A STRIKE that shut down India’s picturesque hill station of Darjeeling – causing violence and disruption to tourism and tea production – was called off last Wednesday (27) after 104 days, protesters said.
The Gorkha Janmukti Morcha (GJM), a movement demanding the formation of a separate Indian state for ethnic Gorkhas in West Bengal, said it would enter into talks with the government.
“After the union home minister Rajnath Singh’s appeal, we had a discussion with senior leaders and decided to withdraw the indefinite strike from Wednesday,” GJM’s Jyoti Rai said. “We are going for talks because of the sacrifices of people in the hills and will wait for the outcome.”
Clashes between protesters and police, as well as arson attacks, have rattled the town for months, causing schools and shops to close and thousands of mostly Indian tourists to flee the popular destination.

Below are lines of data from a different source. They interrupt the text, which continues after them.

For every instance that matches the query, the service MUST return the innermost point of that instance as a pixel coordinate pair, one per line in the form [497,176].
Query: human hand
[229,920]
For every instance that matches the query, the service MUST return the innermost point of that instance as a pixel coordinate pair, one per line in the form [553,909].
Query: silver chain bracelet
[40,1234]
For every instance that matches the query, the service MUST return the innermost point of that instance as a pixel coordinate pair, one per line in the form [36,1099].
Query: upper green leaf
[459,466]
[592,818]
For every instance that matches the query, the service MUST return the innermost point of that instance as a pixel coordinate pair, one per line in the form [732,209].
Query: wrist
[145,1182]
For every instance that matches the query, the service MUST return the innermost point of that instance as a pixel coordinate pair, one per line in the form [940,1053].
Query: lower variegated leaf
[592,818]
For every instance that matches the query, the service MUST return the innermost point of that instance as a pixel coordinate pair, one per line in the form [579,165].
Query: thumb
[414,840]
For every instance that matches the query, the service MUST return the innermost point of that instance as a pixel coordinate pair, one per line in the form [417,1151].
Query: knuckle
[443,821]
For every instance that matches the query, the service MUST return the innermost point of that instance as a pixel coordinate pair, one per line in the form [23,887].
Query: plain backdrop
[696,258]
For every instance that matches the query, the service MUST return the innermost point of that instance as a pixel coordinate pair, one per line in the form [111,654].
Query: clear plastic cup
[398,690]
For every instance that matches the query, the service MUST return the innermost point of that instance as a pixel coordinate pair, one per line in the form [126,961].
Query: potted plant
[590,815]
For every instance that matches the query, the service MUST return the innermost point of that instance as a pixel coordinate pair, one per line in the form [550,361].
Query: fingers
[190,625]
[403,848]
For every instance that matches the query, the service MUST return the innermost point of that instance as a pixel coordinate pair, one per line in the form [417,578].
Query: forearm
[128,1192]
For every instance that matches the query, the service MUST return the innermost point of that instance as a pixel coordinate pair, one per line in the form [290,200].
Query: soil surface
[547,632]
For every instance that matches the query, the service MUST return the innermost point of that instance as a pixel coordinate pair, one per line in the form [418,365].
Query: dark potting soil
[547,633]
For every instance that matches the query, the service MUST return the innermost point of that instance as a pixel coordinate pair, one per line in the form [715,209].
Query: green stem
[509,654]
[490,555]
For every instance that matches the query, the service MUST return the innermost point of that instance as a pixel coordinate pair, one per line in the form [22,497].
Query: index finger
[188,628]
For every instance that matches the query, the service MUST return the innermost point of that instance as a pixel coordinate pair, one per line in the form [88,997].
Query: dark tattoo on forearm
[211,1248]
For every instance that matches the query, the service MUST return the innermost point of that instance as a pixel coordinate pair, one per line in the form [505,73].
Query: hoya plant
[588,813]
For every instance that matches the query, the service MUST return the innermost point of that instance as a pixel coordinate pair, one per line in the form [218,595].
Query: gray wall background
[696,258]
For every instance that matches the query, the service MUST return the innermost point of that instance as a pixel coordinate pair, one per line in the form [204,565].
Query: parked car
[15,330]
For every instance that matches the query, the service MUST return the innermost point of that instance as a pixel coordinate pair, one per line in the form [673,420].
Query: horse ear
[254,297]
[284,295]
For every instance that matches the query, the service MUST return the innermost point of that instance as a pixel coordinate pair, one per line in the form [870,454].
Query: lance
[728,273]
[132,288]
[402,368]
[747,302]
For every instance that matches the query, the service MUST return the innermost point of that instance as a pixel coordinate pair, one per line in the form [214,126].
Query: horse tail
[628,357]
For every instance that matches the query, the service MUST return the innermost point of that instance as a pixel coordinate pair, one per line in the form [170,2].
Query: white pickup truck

The unrest, which intensified in June, was triggered by the state government’s announcement the previous month that it was making Bengali mandatory in local schools – angering West Bengal’s Gorkha population, who speak Nepali. Gorkhas have been agitating for decades for a new state of “Gorkhaland” within West Bengal, claiming Bengali-speaking outsiders have exploited their resources and imposed their culture and language.
A similar uprising in 2007 saw Gorkhas granted some administrative powers. The hilly area is famous for Darjeeling tea, the production of which is jealously guarded.
The region’s economy, almost entirely dependent on tea gardens and tourism, was badly hit by the unrest and subsequent crackdown.